Danse d’amour avec une bétonnière
Dans le spectacle l’Eloge de la forêt (1), nous commençons par un clin d’œil historique : la forêt de Fontainebleau a été sauvée par George Sand et les peintres de Barbizon. Ils ont créé une sorte de ZAD d’artistes dans les années 1 850. Ils luttaient contre l’Etat qui abattait les vieux chênes pour les remplacer par des pins de meilleur rapport, et ils ont gagné. En 1861, première mondiale : Napoléon III prend un décret pour sanctuariser plus de 1 000 hectares de forêt.

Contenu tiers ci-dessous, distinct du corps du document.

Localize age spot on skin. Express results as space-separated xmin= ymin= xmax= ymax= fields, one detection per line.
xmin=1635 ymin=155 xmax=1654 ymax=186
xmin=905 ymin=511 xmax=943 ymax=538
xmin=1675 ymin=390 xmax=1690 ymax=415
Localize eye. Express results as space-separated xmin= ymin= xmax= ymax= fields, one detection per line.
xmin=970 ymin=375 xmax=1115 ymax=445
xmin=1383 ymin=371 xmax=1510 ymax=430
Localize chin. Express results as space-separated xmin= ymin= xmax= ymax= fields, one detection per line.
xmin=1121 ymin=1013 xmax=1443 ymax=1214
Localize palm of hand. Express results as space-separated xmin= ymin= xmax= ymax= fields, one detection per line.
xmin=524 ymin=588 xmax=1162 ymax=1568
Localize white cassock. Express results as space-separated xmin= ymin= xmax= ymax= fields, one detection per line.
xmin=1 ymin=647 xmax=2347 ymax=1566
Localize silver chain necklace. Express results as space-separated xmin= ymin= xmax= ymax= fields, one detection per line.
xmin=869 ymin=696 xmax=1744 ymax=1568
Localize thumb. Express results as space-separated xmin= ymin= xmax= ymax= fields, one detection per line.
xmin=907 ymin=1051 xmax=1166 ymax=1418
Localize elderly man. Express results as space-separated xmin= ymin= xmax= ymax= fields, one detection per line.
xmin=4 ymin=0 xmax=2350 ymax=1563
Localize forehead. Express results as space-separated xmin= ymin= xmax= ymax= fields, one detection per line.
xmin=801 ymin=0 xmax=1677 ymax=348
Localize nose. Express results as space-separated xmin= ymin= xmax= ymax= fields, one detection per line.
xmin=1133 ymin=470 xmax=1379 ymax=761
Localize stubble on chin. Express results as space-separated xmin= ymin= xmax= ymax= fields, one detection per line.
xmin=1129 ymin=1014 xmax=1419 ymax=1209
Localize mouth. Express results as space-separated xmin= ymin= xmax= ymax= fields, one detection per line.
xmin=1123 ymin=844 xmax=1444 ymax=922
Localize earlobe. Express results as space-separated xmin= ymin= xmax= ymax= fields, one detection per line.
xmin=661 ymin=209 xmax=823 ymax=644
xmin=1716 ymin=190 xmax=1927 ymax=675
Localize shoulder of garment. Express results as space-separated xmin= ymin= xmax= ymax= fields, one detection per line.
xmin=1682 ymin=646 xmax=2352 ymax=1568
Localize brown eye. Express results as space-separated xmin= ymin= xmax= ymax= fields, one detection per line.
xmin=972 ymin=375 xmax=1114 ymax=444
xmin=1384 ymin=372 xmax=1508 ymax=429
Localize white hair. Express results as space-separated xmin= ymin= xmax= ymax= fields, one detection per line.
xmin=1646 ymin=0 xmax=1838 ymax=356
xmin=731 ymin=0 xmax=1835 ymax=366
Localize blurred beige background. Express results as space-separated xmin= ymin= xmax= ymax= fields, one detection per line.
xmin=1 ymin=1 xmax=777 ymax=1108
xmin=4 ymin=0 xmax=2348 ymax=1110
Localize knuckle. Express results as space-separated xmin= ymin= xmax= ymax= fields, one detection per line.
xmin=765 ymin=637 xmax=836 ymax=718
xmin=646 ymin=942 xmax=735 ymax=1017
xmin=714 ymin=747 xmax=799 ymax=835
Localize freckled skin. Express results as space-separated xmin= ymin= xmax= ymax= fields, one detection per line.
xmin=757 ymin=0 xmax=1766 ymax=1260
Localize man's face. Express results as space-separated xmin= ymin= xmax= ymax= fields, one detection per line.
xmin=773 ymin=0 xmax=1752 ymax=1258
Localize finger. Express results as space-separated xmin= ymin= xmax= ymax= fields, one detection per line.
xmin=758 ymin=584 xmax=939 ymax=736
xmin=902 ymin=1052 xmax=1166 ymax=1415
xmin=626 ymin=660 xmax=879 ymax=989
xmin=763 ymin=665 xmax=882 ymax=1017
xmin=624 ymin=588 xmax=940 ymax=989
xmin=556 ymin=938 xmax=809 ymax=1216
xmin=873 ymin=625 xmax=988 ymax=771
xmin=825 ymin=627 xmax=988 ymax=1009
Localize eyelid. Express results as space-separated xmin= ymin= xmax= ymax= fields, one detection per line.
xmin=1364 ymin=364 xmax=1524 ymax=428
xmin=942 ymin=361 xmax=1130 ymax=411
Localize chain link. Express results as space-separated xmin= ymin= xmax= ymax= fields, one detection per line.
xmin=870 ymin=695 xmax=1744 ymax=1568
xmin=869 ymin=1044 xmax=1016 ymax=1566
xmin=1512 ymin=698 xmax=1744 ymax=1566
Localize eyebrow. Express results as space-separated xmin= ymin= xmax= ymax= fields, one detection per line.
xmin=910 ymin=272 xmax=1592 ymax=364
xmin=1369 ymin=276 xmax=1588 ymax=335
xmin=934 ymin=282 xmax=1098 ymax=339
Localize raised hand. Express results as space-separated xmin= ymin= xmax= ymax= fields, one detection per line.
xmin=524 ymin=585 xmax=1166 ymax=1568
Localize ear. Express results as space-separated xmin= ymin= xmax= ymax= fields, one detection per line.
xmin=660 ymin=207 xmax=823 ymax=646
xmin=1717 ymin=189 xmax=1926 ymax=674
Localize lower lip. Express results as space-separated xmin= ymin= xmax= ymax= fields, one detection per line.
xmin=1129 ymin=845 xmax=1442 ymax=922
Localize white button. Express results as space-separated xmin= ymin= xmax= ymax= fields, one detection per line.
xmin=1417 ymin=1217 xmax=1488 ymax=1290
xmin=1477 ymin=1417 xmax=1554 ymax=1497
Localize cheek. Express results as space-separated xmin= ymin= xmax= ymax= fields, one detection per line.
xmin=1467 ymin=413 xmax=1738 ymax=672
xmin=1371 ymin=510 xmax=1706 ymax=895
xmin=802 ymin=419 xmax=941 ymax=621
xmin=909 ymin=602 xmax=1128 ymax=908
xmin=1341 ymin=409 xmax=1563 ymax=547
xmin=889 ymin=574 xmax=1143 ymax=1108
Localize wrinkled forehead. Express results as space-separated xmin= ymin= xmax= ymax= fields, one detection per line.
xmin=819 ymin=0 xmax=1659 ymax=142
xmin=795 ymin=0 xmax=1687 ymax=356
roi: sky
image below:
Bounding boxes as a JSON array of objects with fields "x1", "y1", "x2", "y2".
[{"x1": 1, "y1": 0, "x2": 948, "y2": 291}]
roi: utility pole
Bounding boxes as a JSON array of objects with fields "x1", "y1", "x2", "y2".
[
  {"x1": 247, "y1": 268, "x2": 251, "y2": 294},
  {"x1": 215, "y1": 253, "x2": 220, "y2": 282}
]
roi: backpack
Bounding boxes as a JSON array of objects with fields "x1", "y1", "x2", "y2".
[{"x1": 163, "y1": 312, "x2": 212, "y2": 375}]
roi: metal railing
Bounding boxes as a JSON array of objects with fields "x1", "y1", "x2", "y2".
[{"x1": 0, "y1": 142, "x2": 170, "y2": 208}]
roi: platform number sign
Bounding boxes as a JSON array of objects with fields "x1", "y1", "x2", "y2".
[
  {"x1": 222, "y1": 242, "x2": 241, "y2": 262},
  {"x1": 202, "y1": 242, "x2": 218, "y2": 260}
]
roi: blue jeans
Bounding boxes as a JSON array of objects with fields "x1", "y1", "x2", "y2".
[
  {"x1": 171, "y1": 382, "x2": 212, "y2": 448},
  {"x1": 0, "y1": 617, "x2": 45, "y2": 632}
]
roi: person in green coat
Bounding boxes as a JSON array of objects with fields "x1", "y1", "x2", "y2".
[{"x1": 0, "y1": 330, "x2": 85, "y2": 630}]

De 1850 à 2024, mêmes constantes : la forêt et la nature sacrifiées pour remplir les caisses. Le chantier de l’A69, les forêts de Guyane abattues, les platanes sacrifiés, c’est notre Fontainebleau de 2024. Et les coupes rases nous rappellent à une réalité : l’écologie comme la liberté ou l’égalité ne sont pas des acquis. Chaque génération devra les défendre à son tour. Une société écologique existera dans les mêmes termes qu’une société qui garantit nos droits et nos libertés, par la vigilance et la ténacité. La mise en lumière culturelle de ces valeurs est alors capitale. Elle permet de construire dans l’espoir. Elle donne aussi courage car ce qui gagne c’est aussi ce qui sait durer, c’est l’intelligence du long terme. Nul besoin de faire d’études pour toucher le cœur : «Moi je suis comme vous, maman, papa, grand-père d’un enfant à qui je veux transmettre le meilleur de la Terre.» Voilà, c’est le fond de notre histoire, à toutes et tous. Dans le spectacle l’Eloge de la forêt, la farce s’invite volontiers : Thomas Brail devient le directeur de cabinet d’un Président… qui passe ses journées dans un arbre. La bétonisation des sols est incarnée par un voltigeur qui mène une danse d’amour avec une bétonnière, qui peu à peu va l’assujettir. Le piano devient un écran magique sur lequel poussent des fleurs fantastiques ; une Présidente démente jure qu’elle va sauver le monde par la technologie… Un éclair la balaye ! Un rappeur appelle à l’espoir et à la lumière. Oui et mille fois oui, il est permis de rire ou de pleurer de joie en écologie.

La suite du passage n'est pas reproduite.